Peccato però che il film appaia come un classico lavoro di genere, con canoni prestabiliti e conclusioni prevedibili: iniziale sintesi convulsa dell’accaduto, processo, giudice avverso, alti e bassi della difesa, colpi di scena, imprevisti spettacolari, tutto è perduto, edificante e commovente trionfo della giustizia (se non succede subito, capiterà in appello).
Opera meno riuscita del filone di “Amistad” e “The Post” di Steven Spielberg, che qui è produttore con la sua Dreamworks, il film è costato 35 milioni di dollari e se è contestatario nei contenuti, è però allineato alle forme della spettacolarizzazione americana per la conquista di un mercato. Quindi cattura, avvince, ha un buon ritmo, ottime interpretazioni, dialoghi acuti, indignazioni ampiamente condivisibili e una vis comica brillante, ma la confezione troppo patinata non si addice alla necessaria acidità di questa contrapposizione di mondi. Forma e contenuto sono insomma esattamente quello che devono essere per il business, meno per il messaggio che dovrebbe trasmettere.
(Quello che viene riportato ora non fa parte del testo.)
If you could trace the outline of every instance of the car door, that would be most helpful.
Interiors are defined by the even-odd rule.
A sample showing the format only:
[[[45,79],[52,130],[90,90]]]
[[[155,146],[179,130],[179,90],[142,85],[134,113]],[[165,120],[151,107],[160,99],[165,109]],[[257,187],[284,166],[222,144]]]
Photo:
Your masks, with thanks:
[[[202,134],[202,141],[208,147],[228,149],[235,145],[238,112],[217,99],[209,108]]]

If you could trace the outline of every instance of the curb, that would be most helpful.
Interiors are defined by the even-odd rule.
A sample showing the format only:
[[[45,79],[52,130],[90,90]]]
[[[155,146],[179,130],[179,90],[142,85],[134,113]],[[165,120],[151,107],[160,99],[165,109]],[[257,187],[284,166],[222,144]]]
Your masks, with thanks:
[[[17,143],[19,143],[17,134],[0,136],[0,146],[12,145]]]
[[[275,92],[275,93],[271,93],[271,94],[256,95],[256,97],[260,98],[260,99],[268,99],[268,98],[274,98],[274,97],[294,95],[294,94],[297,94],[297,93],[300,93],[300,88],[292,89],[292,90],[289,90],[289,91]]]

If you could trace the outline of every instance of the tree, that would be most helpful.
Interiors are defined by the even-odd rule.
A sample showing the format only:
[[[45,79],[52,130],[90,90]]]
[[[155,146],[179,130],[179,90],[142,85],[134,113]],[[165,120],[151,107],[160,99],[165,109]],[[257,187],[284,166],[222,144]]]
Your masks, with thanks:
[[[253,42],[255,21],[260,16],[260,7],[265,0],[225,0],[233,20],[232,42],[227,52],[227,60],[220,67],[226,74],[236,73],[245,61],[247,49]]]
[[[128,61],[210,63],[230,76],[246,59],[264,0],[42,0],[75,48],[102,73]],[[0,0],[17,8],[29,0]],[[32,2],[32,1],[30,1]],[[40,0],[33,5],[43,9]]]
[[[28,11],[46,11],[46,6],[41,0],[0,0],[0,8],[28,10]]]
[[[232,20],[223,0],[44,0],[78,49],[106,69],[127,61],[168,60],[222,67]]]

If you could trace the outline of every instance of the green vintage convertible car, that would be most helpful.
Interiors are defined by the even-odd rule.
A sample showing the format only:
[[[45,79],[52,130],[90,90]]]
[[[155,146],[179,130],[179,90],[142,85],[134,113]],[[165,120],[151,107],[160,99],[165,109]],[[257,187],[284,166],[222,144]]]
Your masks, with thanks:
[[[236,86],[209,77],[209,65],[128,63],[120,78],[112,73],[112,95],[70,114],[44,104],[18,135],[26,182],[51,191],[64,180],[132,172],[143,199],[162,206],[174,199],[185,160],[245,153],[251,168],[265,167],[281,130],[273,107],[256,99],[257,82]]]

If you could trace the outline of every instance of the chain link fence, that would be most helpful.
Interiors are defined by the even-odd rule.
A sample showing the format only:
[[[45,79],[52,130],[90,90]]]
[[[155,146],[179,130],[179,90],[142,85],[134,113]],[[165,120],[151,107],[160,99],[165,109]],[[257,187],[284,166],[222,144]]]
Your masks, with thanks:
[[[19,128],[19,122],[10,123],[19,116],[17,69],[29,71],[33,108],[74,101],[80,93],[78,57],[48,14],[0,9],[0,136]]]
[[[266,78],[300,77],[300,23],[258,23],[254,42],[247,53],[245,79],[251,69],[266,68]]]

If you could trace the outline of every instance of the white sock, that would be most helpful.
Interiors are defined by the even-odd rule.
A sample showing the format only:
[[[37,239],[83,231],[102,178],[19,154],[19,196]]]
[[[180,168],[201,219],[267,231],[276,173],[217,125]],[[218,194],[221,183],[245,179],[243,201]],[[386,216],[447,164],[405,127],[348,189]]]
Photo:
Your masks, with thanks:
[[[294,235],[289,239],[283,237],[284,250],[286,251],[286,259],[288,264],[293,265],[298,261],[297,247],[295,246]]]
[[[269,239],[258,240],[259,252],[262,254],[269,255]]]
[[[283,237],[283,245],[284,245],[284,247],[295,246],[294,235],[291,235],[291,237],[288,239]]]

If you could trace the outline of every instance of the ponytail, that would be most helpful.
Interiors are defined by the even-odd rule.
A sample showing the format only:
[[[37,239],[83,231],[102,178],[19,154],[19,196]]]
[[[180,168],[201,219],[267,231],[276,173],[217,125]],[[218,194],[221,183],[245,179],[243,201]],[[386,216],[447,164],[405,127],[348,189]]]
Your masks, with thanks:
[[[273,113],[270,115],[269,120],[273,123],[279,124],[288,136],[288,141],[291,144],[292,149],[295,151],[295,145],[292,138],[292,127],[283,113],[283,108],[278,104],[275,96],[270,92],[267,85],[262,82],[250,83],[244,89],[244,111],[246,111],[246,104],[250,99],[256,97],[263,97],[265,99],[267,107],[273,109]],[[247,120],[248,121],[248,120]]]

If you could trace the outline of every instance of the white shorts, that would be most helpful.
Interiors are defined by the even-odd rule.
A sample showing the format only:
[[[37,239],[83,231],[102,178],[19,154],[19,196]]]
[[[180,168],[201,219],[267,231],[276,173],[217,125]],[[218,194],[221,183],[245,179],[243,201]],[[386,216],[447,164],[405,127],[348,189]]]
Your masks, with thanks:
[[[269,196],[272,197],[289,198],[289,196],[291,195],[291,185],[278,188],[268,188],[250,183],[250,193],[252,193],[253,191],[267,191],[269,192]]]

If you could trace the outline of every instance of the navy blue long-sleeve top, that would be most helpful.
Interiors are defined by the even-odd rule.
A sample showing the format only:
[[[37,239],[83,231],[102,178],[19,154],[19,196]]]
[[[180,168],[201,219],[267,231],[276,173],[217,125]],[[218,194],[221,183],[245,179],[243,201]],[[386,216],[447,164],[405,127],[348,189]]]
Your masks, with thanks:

E resta la sensazione di una ricostruzione storica che finisce per stemperare, anziché sottolineare, il ritratto della controcultura dell’epoca e il valore della protesta.
L’impressione è che il film sia stato realizzato proprio perché il soggetto incarnava perfettamente i canoni necessari per manifestare le posizioni progressiste dello show business liberal hollywoodiano. Ma la distanza di tempo dai fatti (più di 50 anni) appare ancora più remota di quanto non sia realmente, al punto da rendere l’indignazione o una possibile riflessione sul sistema politico/giudiziario dell’epoca, anacronistica e inutile. L’ostilità del giudice, ad esempio, è grottesca e solo il personaggio di Bobby Seale delle Black Panther pare efficacemente attuale, ricordandoci la permanente, praticata discriminazione degli afroamericani della nostra contemporaneità. In sostanza un film anche godibile, ma deludente perché pesa molto la maniera, dalla quale non sembra riuscir a dipanarsi.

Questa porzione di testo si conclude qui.